Este relato cuanto más se alarga más me llega el agua al cuello, así que tendré que no perderle el hilo y no parar.

Cariños.

Onminayas dijo...

Buenas noches, Prometeo: la historia de los dos amigos va elevando por días su grado de profundidad, y su atmósfera va tornándose cada vez más enigmática e imprevisible. Como esa línea vital que nos apuntas en tu tercera sala, que curiosamente parece que sea el hilo conductor de todos los demás recintos del parque.

Llama la atención, aunque también puede llegar a ser comprensiva, la actitud medrosa de Miguel, que parece estar recelando por el incierto futuro que todavía les aguarda.

Realmente me tienes desconcertado. Pero no me dejas otra opción que seguir a la espera...

mar dijo...

El relato es una pasada, Prometeo.

Me lo he leido desde la primera entrega hasta esta última y de verdad que me tienes enganchadísima.

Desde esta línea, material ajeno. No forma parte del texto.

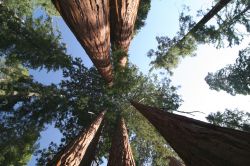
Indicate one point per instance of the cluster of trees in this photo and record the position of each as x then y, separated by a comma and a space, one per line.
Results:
28, 41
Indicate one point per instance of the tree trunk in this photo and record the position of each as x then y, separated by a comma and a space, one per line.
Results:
89, 21
74, 152
121, 153
220, 5
90, 154
199, 143
123, 14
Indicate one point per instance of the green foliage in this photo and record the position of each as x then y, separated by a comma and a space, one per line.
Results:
233, 79
231, 118
224, 31
85, 91
148, 146
167, 56
27, 7
142, 13
31, 41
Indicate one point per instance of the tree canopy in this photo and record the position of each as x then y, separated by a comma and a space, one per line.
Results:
222, 30
234, 78
29, 40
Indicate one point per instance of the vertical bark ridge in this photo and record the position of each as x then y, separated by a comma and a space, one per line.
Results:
199, 143
90, 154
89, 21
123, 15
73, 153
121, 152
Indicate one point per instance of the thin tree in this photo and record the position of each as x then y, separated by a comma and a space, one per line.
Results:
90, 154
123, 14
89, 21
121, 153
74, 152
199, 143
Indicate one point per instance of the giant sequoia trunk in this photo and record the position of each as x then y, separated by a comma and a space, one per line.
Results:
90, 154
123, 14
199, 143
121, 153
89, 21
74, 152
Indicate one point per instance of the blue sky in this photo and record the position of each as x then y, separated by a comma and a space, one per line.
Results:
190, 74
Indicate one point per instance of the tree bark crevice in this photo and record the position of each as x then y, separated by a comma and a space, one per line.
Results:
74, 152
89, 22
199, 143
121, 152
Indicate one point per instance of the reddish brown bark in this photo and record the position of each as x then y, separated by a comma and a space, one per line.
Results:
121, 153
199, 143
220, 5
89, 21
123, 15
174, 162
90, 154
73, 153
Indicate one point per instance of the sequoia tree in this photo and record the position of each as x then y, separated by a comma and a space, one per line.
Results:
223, 31
30, 41
234, 78
204, 143
121, 153
123, 15
231, 118
73, 153
89, 21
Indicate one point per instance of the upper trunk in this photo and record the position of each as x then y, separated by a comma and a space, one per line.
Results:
89, 21
220, 5
73, 153
123, 14
199, 143
90, 154
121, 153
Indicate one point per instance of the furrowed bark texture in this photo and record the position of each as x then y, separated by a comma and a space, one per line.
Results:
121, 153
90, 154
89, 21
199, 143
220, 5
74, 152
123, 14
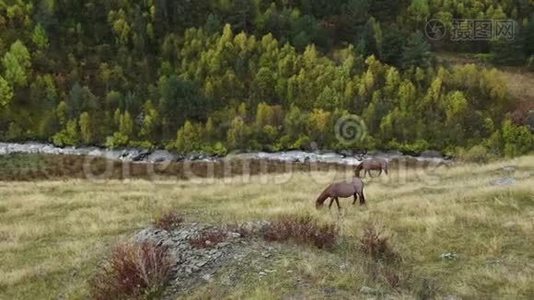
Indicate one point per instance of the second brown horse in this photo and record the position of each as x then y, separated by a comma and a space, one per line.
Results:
372, 164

No se si he captado bien esta última parte en la que se pospone la experiencia de uno de los niños. Pero si es como lo he interpretado es como si en ese momento le han dado la oportunidad de escribir su propia vida, porque lineas de la vida según tengo entendido y soy bastante incrédula en este aspecto, hay varias, la de la vida, la muerte, la razón y la del corazón.

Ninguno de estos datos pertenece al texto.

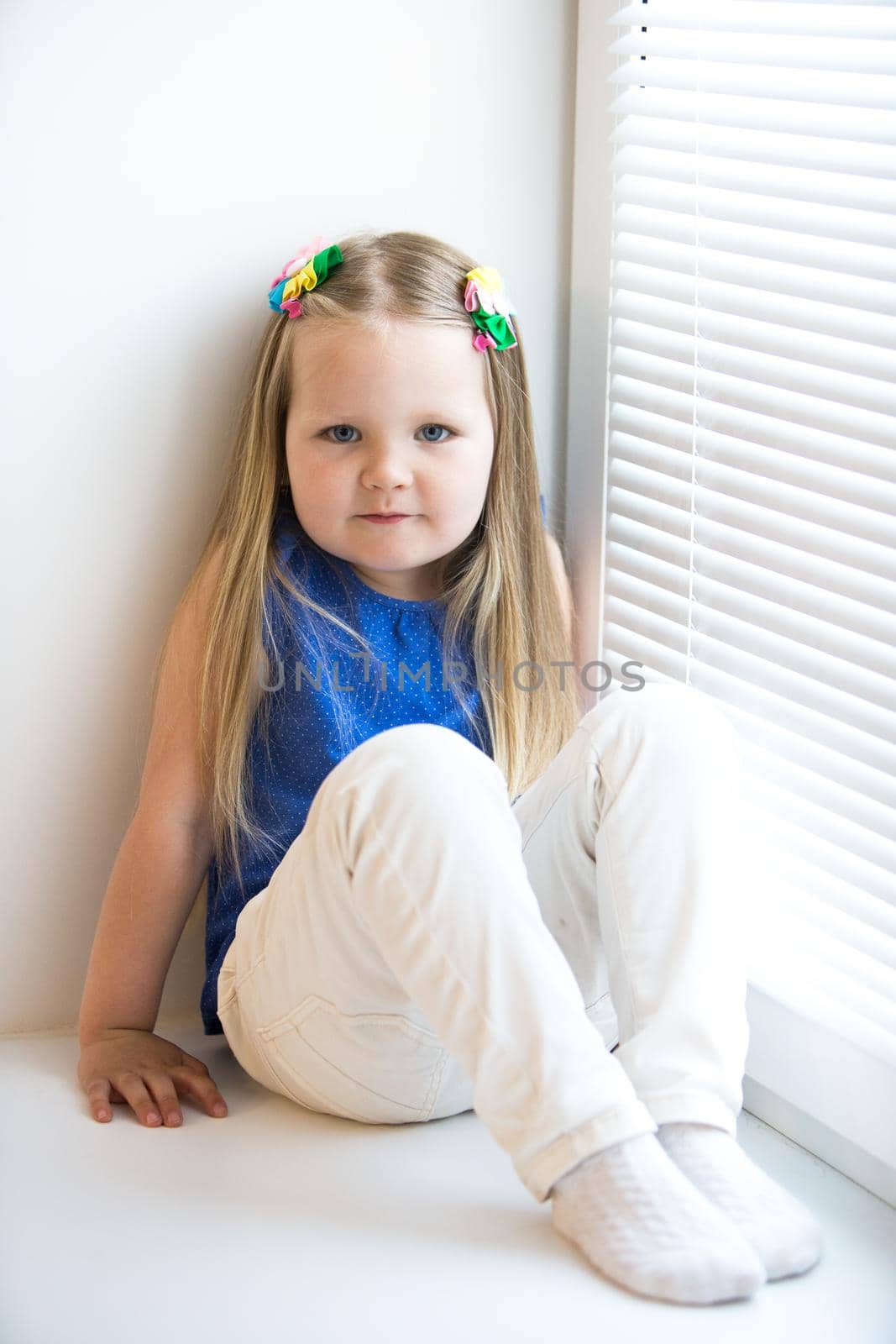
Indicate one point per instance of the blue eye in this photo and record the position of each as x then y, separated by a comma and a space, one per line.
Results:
351, 428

Y sinceramente no me extraña que no estuviese seguro de seguir.
Si eso se pudiera hacer así, nuestra vida perdería toda chispa de emoción y la aventura de ser vivida pasaría a ser un guión previamente escrito con antelación.

Expectante me tienes.

Besos.

Marcela dijo...

Entiendo a Miguel. Yo también dudo muchas veces ante ciertas experiencias. Me encantó el análisis de la frase "cada persona es un mundo". Muy interesante este capítulo. Un beso.

Prometeo dijo...

Gracias Onminayas por tu intriga. El desenlace está a la vuelta de la esquina.

Saludos.

Prometeo dijo...

Hola Mar. Hay disparidad de opiniones sobre la osadía o timidez de Miguel en este caso. Puede ser simplemente una cuestión menor y una pista importante.

Besos

Prometeo dijo...

Muchas gracias Marecela.

Un beso.

Isabel Romana dijo...

Si yo hubiera tenido que elegir caminar sobre una u otra línea, hubiera preferido la quebrada e indecisa, es la que se parece más a mí vida. En cualquier caso, si las líneas unían simbólicamente el principio y el final de la vida, y el final es la muerte,mejor elegir la quebrada. Es bien conocido que la distancia más corta entre dos puntos es la línea recta.

Saludos cordiales.

Prometeo dijo...

Gracias Isabel. Has tenido una buena idea, sí con lo de las líneas de la vida.